There’s something inherent about Sundance and the film fest circuit that is suitable to Israelis. Always adept at improvising, scrambling, hyping themselves up and scraping their way to where they need to be, Israelis — who were not raised with the traditional linear career trade to which many Americans are accustomed (high school, college, graduate school, internships, jobs, partnerships) — do well at hustling. It reminds me of the Jews who founded the entertainment industry; barred from lily white establishments like advertising, and limited in entry to professional fields such as medical school, in the first half of the 20th century Jews did well in the no-rules jungle of what would become Hollywood.

Festivals like Sundance, I suppose, are meant to revive that anything-goes atmosphere that once dominated filmmaking, giving a shot to previous nobodies who have circumvented the traditional climb to the top, replacing it with that all-American dream of instant fame and success obtained by suddenly "being discovered."

At Sundance, you can make it in about 60 seconds. I was reminded of this when I contacted the publicist for Zach Braff’s incredible movie, "Garden State." By the time I called, the romantic comedy, which was written and directed by and featured the "Scrubs" star, had already been picked up in a historic combo deal by Miramax and Fox Searchlight.

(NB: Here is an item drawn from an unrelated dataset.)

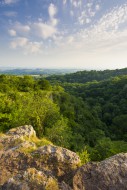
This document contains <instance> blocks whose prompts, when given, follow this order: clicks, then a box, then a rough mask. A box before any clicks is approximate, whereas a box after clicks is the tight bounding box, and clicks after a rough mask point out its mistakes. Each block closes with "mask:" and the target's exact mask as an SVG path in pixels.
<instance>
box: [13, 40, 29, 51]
mask: <svg viewBox="0 0 127 190" xmlns="http://www.w3.org/2000/svg"><path fill="white" fill-rule="evenodd" d="M27 43H28V39H27V38H22V37H21V38H16V39H15V40H13V41H12V42H11V48H13V49H16V48H17V47H24V46H26V44H27Z"/></svg>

The publicist basically laughed at me; my little outlet was going to have to wait in line to talk to the hottest thing to emerge from the festival.

No matter; using my Jewish-slash-Israeli scrambling skills, that Friday night, post-Shabbat dinner, I made it into the final packed midnight showing of the movie; a "Lost in Translation"-kind of poignant but humorous drama. I got to hear the star of the moment talk about the process of making this movie, how he culled all the bizarre characters from growing up in New Jersey. But it wasn’t really a Jewish film. (For that, an audience member I spoke to suggested "Heir to an Execution," the Rosenberg documentary made by their granddaughter, Ivy Meeropol; she presents her personal search for her grandparents while refusing to dole out any conclusions about their guilt.)

One of the opening scenes of "Garden State" featured — from afar — a Jewish funeral, and then a shiva, but Andrew Largeman (Braff) is highly detached from it all. Later, when his love interest, Sam (Natalie Portman), says in surprise, "You’re really Jewish!" he shrugs it off; he’s not. It’s just something he is.

"No one I know goes to temple," he tells her, and that’s that for the Yiddishkayt in the film.

I guess that’s how it goes at Sundance: the shorts tackle topics like rape, incest, homophobia, the future; eerie bobsledding cartoons, spoofs of Korean salespeople, Indian schoolchildren playing as adults. The controversial, the experimental, the incomprehensible, and, if you’re lucky to make the right pics, you can see the powerful. Jews, it seems, are nowhere and everywhere, depending on how you look at it.